Her mother also died in the house about the same time of a very similar condition.
A year after, my father married my mother. My brother can I came along in the next few years.
My mother made a concerted effort to erase her predecessor. No photos were allowed. All of her belongings were boxed and placed in various places around the house.
Those were the places none of us ever went.
One of them was the closet of an upstairs bedroom that eventually became mine. That happened when my brother simply refused to sleep in it any more.
I never liked that room and was outright afraid of the closet. I refused to even keep any clothes in it.
If forced I wouldn’t wear anything from it until it had sat somewhere else for at least a day or two.
Other closets in the house were not bad. Some I actually ended up making secret hiding places.
But, that one… I wouldn’t even sit or sleep with my back to it. It needed to be watched.
Downstairs was better. You never felt alone there either, but it wasn’t a feeling that someone was going to attack you if your back was turned.
Both floors had footsteps that didn’t match to people. Shadows when no one was in the light. Reflections of tall women with long dark hair that were not there when you looked where the reflection came from.
Generally, if you avoided the concentrations it was OK.
There was a similar thing in the woods behind the house.
There was a stream that ran out of the property. It came from a couple of pools in the woods.
All of the kids that live in the area played along that stream. We sailed boats in it. We looked for frogs in it. We built bridges over it. (It was maybe a foot across at its largest…)
But, those pools where it came from? You didn’t go near them.
You didn’t float things on them. You didn’t touch the water. You didn’t throw things in it.
Even when I was a kid, there was no point of that stream that was deeper than my knee. Most was only up to my ankle.
Both pools were up against big rocks. Neither one was more than ten feet across.

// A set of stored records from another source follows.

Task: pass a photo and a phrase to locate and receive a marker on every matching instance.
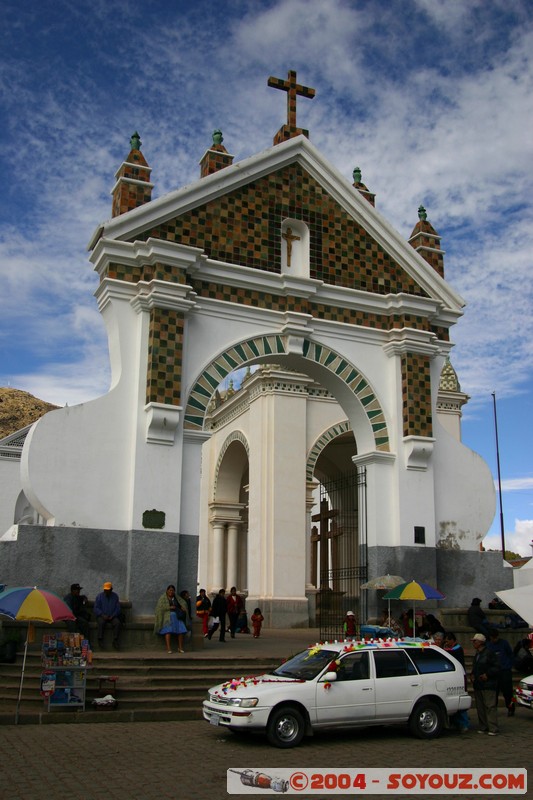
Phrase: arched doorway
(338, 534)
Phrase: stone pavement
(157, 760)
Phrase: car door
(350, 697)
(397, 684)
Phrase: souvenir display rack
(65, 658)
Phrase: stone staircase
(148, 687)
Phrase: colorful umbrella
(30, 604)
(383, 582)
(414, 590)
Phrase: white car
(345, 685)
(524, 692)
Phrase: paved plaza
(188, 760)
(156, 760)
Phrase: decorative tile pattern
(129, 191)
(416, 395)
(244, 227)
(165, 354)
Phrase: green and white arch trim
(273, 345)
(235, 436)
(321, 443)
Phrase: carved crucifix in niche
(289, 238)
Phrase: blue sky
(432, 99)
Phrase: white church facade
(281, 269)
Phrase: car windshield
(306, 665)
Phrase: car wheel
(286, 727)
(426, 720)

I have no idea how deep those pools were. They were just dark black holes as deep as any light would go.
We used to stay they were bottomless.
Probably not true. But, I certainly never saw a bottom.
One of them was always clear. Leaves didn’t seem to float on it. Bugs never seemed to land on its surface. Always clear and black.

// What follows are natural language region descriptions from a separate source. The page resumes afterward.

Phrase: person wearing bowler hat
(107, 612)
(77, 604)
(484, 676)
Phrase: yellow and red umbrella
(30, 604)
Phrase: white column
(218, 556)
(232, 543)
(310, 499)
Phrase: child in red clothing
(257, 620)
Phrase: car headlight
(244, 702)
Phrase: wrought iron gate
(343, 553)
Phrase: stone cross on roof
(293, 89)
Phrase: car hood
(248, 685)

The other one we called “the trap” as it was almost always covered with leaves. You wouldn’t know it was there at all as it looked just like the rest of the forest floor. Unless you stepped in it and found yourself falling into it.
Markers we put up around it didn’t seem to stay there. I never removed anyone’s and they would tell me they hadn’t taken mine.
I haven’t been back to that house since my father died 18 years ago.
And, even then I didn’t go out into the woods. Or, upstairs to where that closet was.
Even now I don’t think you could convince me to throw a rock into those pools.
But, I probably could be convinced to look in the closet.